Eran las dos de la tarde cuando en la orilla opuesta aparecieron los primeros alemanes. Se trataba de la columna motorizada que había atravesado Paray-le-Monial esa misma mañana. Boquiabierto, Hubert los vio lanzarse hacia el puente a una velocidad inaudita, como un salvaje y belicoso relámpago que fulgurara en la paz del campo. No fue más que un instante: un cañonazo hizo explotar los barriles de melinita que formaban la barricada. Los pedazos del puente, los vehículos y sus ocupantes cayeron al Allier. Hubert vio a los soldados franceses abalanzarse a la carrera.

«¡Ya está, nos lanzamos al ataque!», pensó, con carne de gallina y la garganta seca, como cuando era niño y oía los primeros acordes de una banda militar. También echó a correr, pero tropezó en la paja y los haces de leña que los soldados estaban encendiendo en esos momentos. El negro humo del alquitrán le anegó la boca y las fosas nasales. Tras aquella cortina protectora, las ametralladoras trataban de detener los tanques alemanes. Ahogándose, tosiendo y estornudando, Hubert retrocedió unos metros a cuatro patas. Estaba desesperado. No tenía arma. No hacía nada. Los demás luchaban y él estaba de brazos cruzados, inmóvil, pasivo. Se consoló un poco pensando que a su alrededor los hombres se limitaban a protegerse del fuego enemigo sin responder. Lo atribuyó a complejas razones tácticas, hasta el momento en que comprendió que apenas tenían municiones. «No obstante -se dijo-, si nos han ordenado quedarnos aquí es porque somos necesarios, porque somos útiles, porque tal vez protegemos al grueso de nuestro ejército.» Hubert esperaba ver aparecer refuerzos avanzando hacia ellos por el camino de Saint-Pourçain al grito de «¡Aquí estamos, chicos, no os preocupéis! ¡Ya los tenemos!», o cualquier otra frase guerrera. Pero no venía nadie. Junto a él vio a un hombre con la cabeza ensangrentada que vacilaba como un borracho y que acabó derrumbándose sobre un arbusto, donde quedó sentado entre las ramas en una postura extraña e incómoda, con las rodillas dobladas bajo el cuerpo y la barbilla hundida en el pecho.

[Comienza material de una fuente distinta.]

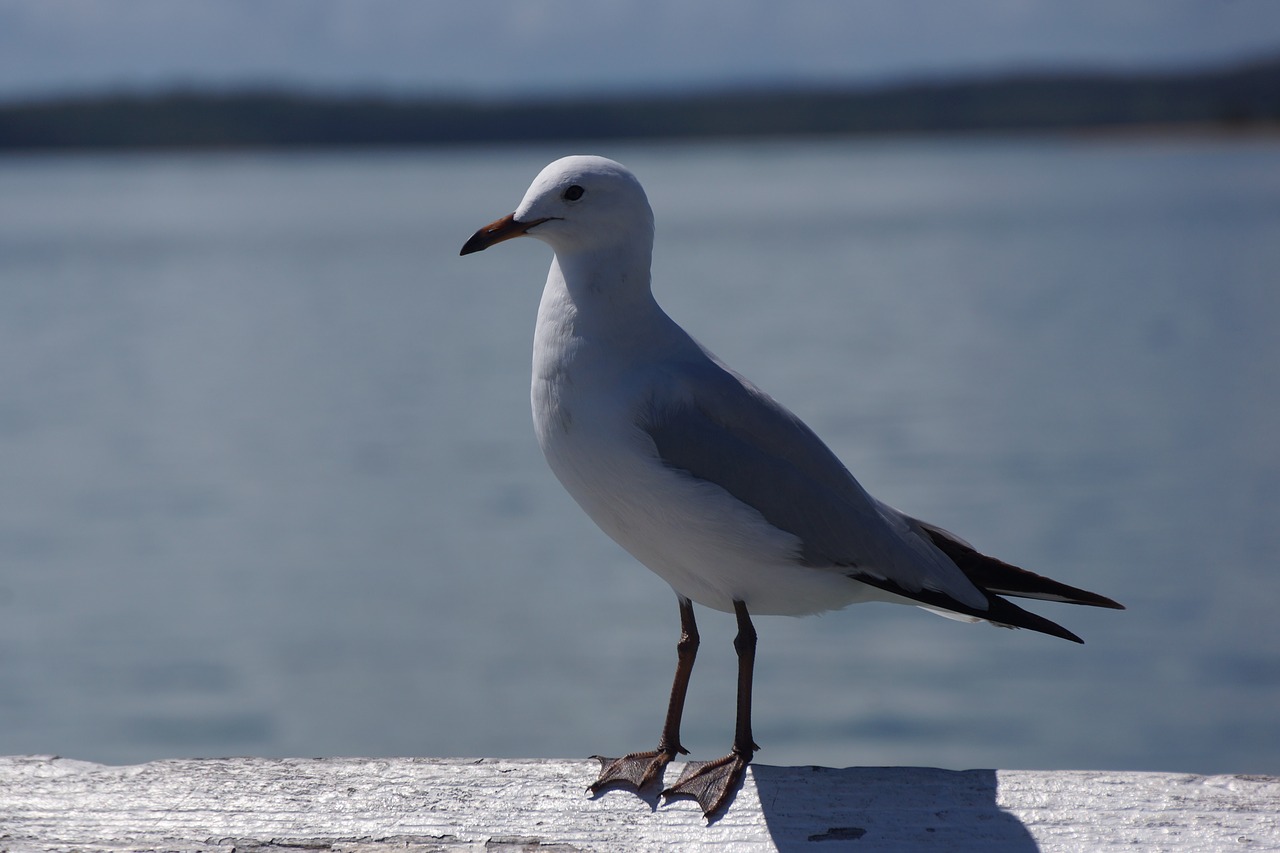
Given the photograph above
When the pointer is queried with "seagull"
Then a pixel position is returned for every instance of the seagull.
(704, 478)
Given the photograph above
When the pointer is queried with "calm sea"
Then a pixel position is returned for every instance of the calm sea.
(268, 483)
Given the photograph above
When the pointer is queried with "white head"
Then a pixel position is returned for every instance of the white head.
(579, 204)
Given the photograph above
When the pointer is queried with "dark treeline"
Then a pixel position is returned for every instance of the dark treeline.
(1239, 96)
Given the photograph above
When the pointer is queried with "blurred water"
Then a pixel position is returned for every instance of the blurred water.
(268, 483)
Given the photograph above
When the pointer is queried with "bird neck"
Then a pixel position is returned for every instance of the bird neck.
(609, 290)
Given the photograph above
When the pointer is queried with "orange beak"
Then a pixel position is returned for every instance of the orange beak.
(496, 232)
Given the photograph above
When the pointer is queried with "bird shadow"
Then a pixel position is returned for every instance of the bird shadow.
(908, 808)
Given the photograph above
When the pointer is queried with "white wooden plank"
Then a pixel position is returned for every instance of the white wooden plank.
(362, 804)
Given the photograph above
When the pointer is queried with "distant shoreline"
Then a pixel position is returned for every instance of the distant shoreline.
(1238, 100)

– ¡Ni médico, ni enfermeros ni ambulancia! -oyó exclamar con cólera a un oficial-. ¿Qué queréis que haga?

– Hay uno herido en el jardín de las oficinas municipales -informó alguien.

– ¿Y qué queréis que haga, Dios mío? -repitió el oficial-. Dejadlo allí.

Los obuses habían incendiado parte de la ciudad. Bajo la espléndida luz de junio, las llamas tenían un color transparente y rosado, y una larga columna de humo ascendía al cielo formando un penacho atravesado por los rayos del sol, que arrancaban reflejos al azufre y las cenizas.